Raspberry Pi用のSDカードを作成する
まずRaspberry Piで使用するSDカードを作成する。次のように2つのパーティションを作成する。
次に、フォーマットしたSDカードを、親子関係に注意しながらマウントする。仮にマウントポイントを/mnt、SDカードが/dev/sdcだとすると、Linuxでは以下の手順でマウントできる。Mac OS Xの場合は、diskutil unmountDisk コマンドで、各パーティションをアンマウントしておく(SDカードボリュームをEjectしてしまってはいけない)。

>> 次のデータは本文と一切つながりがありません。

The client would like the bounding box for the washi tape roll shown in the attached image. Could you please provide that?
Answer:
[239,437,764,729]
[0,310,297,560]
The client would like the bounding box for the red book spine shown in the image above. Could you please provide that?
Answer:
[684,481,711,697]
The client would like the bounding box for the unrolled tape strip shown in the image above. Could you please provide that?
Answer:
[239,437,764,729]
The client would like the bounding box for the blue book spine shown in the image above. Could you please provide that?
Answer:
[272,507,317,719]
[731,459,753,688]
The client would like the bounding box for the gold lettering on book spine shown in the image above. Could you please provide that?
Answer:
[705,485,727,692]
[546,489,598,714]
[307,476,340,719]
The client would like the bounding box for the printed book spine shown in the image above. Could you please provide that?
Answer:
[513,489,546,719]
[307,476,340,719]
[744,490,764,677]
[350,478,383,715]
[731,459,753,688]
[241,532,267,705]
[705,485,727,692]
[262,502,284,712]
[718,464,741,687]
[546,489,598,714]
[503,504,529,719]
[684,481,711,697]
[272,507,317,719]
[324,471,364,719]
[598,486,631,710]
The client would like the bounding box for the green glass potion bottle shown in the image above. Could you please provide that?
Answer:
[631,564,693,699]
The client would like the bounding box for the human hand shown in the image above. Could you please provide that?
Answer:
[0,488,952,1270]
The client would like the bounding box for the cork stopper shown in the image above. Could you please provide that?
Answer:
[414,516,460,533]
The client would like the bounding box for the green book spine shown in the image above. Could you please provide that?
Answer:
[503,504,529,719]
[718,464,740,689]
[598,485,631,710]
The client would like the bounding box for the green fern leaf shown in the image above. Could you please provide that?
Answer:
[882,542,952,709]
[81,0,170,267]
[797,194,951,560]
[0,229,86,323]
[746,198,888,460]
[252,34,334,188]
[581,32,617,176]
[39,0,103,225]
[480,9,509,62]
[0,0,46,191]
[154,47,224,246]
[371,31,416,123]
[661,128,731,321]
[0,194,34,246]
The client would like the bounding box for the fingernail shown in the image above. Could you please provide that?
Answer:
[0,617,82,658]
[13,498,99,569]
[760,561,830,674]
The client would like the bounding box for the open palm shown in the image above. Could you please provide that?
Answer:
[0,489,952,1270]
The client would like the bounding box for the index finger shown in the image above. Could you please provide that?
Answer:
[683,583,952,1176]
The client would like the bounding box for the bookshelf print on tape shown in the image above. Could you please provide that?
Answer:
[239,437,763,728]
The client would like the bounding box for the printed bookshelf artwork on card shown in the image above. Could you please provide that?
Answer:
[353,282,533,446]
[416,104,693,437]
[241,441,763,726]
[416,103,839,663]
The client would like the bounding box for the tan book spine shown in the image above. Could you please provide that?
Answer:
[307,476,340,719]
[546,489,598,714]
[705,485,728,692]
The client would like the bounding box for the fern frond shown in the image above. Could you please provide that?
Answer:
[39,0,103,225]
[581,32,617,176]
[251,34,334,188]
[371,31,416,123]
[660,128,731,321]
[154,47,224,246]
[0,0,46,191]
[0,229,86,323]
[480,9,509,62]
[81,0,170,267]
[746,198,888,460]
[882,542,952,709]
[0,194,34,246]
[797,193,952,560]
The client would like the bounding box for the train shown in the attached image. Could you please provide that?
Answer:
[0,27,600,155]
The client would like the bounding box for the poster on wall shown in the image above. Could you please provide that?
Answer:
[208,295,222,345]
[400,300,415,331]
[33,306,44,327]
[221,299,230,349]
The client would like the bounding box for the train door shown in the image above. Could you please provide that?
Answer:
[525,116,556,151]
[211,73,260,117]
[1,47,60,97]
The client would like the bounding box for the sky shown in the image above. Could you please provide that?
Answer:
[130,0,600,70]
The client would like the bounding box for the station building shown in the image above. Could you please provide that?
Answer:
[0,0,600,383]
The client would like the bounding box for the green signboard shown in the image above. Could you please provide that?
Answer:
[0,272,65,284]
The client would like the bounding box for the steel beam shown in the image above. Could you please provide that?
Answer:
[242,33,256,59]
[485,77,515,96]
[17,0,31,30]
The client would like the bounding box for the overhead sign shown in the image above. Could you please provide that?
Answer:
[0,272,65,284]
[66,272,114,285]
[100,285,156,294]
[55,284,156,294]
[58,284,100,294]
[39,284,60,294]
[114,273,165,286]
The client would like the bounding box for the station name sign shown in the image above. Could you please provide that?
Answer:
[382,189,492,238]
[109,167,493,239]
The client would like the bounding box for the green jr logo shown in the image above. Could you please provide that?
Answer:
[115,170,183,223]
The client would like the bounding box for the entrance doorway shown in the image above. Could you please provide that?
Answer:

# mount -t ext4 /dev/sdc2 /mnt (第2パーティションを/mntにマウント) # mkdir /mnt/boot (/bootディレクトリを作成する) # mount -t vfat /dev/sdc1 /mnt/boot
最後に、ダウンロードしたイメージファイルをSDカードに書き込む。-pオプションは、ファイルの所有者やパーミッションを「そのまま」回復することを指定するもの。-Cオプションは、展開先のディレクトリを指定するものである。
# bsdtar -xpf ArchLinuxARM-rpi-latest.tar.gz -C /mnt
各パーティションをアンマウントして、SDカードを取り出せばできあがり。rootの初期パスワードはrootになっている。
初期設定など
まず最初に、時計が狂っていると何かと面倒なので、その設定だけはしておこう。(日本で使うのであれば)以下のコマンドで、タイムゾーンをAsia/Tokyoにセットし、時計を合わせておく。(参考にしたサイト)
# timedatectl set-timezone Asia/Tokyo # timedatectl set-time "2014-10-29 18:55:00" ←正しい時刻(ローカル)を指定する # timedatectl status Local time: Wed 2014-10-29 18:13:59 JST Universal time: Wed 2014-10-29 09:13:59 UTC RTC time: n/a Time zone: Asia/Tokyo (JST, +0900) NTP enabled: no NTP synchronized: no RTC in local TZ: no DST active: n/a
次に、OSを最新の状態にアップデートすると共に、パッケージを追加するための準備を行う。Arch Linuxは、独自のパッケージマネージャを使用している。Arch LinuxのWikiは日本語情報が充実しているので、以下のページなどを参考にして、必要なパッケージを導入する。
とりあえず、最初に行うのは、以下のコマンドを実行して、インストールされたパッケージを最新の状態に更新すること。ARM版のリポジトリのミラーは少ない上に国内には無いので、ミラーサイトの調整は必要なさそうだ。
# pacman -Syu
インストール直後の初期状態では、見事なほどに最小限のパッケージしか入っていないので、必要なパッケージを順次入れていくことになる。